Mata Lea berpindah dari Eiji ke arah meja kerja besar di mana Eiji duduk beberapa waktu lalu.
“Kenapa aku harus menunggu satu bulan untuk bertemu dengan kamu dan menjelaskan semuanya, karena aku… harus punya bukti resmi yang bisa buat kamu percaya, semua yang akan kujelaskan sama kamu. Untungnya dalam sebulan, semua bisa terkumpul.”

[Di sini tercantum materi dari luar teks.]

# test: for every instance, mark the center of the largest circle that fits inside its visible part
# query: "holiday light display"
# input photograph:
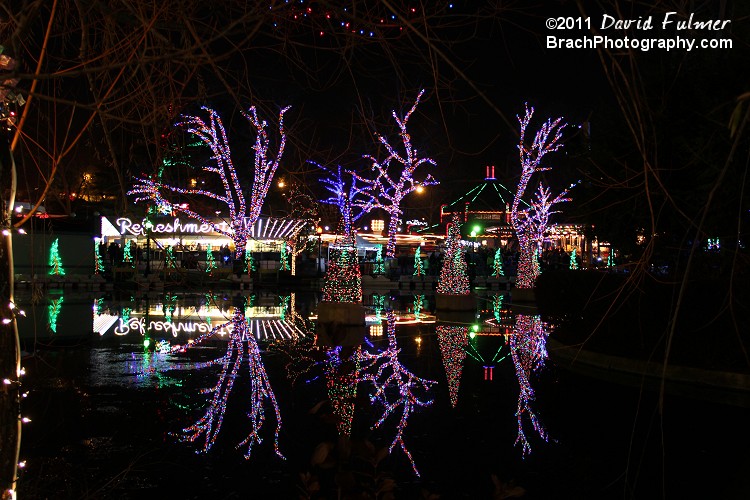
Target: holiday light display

Kerongkongan Lea seakan tercekat. Ia tidak mau memercayai kata-kata Eiji, tapi, bagaimana kalau semua yang ia katakan padanya adalah benar? Kalau ia bukan anak kandung papa mamanya? Kalau ia bukan adik dari Mina? Lalu, kalau begitu, siapa dia?
“Anda… bohong,” sangkal Lea serak. “Saya…, adalah anak dari Adrian Riswara dan Ayu Riswara. Adik dari Minari Riswara.” Air matanya jatuh seiring kalimat demi kalimat yang ia ucapkan pada Eiji. “Saya orang Indonesia. Tidak ada keturunan Jepang. Saya bukan Kuroi, seperti yang pernah Anda katakan sebelumnya. Jadi…, nggak ada alasan untuk Anda mengurung saya di sini.”
“Kamu bisa baca semua berkas—”
“Persetan dengan berkas sialan itu!” sela Lea galak. Dan tindakannya itu langsung berbuah teguran keras dari Dai, yang anehnya tidak ia pedulikan sama sekali. “Semua berkas bisa dibuat dengan imbalan. Akan mudah sekali untuk orang seperti Anda untuk mendapatkannya, hanya dengan membayar beberapa juta.”
“Informasi mengenai dirimu, berharga leih dari beberapa juta, Lea” timpal Eiji tanpa diduga. Membuat Lea mengernyit, tanpa bisa membalas.
“Dan bukan dibuat, tapi ditemukan.” Eiji menopang satu kakinya di kaki yang lain, seiring badannya terdorong ke belakang. “Dikumpulkan, dijejaki, dipilah, satu demi satu di antara jutaan berkas. Bukan hanya di satu tempat, tapi di banyak tempat. Butuh banyak koneksi, banyak relasi, banyak orang, untuk dapat menemukan surat keterangan lahir dari bayi prematur tanpa orang tua yang lahir tanggal 28 April dua puluh lima tahun lalu, yang kemudian dinamakan Lili Armenia, dan sekarang bernama resmi Naulea Usara Riswara.”
Lili Armenia? Gumam Lea dalam hati. Apa… itu adalah namanya sebelumnya? Benarkah itu? Benarkah?
“Nama Lili Armenia, diberikan sendiri oleh Dokter yang menangani kelahiran kamu waktu itu. Karena tanda lahir kamu yang berbentuk Lili di bahu belakangmu.”
“Saya…” Lea bicara gugup, “bisa saja bukan orang yang Anda cari. Banyak sekali bayi yang lahir tanggal 28 April di tahun yang sama dengan saya, dan punya tanda lahir—”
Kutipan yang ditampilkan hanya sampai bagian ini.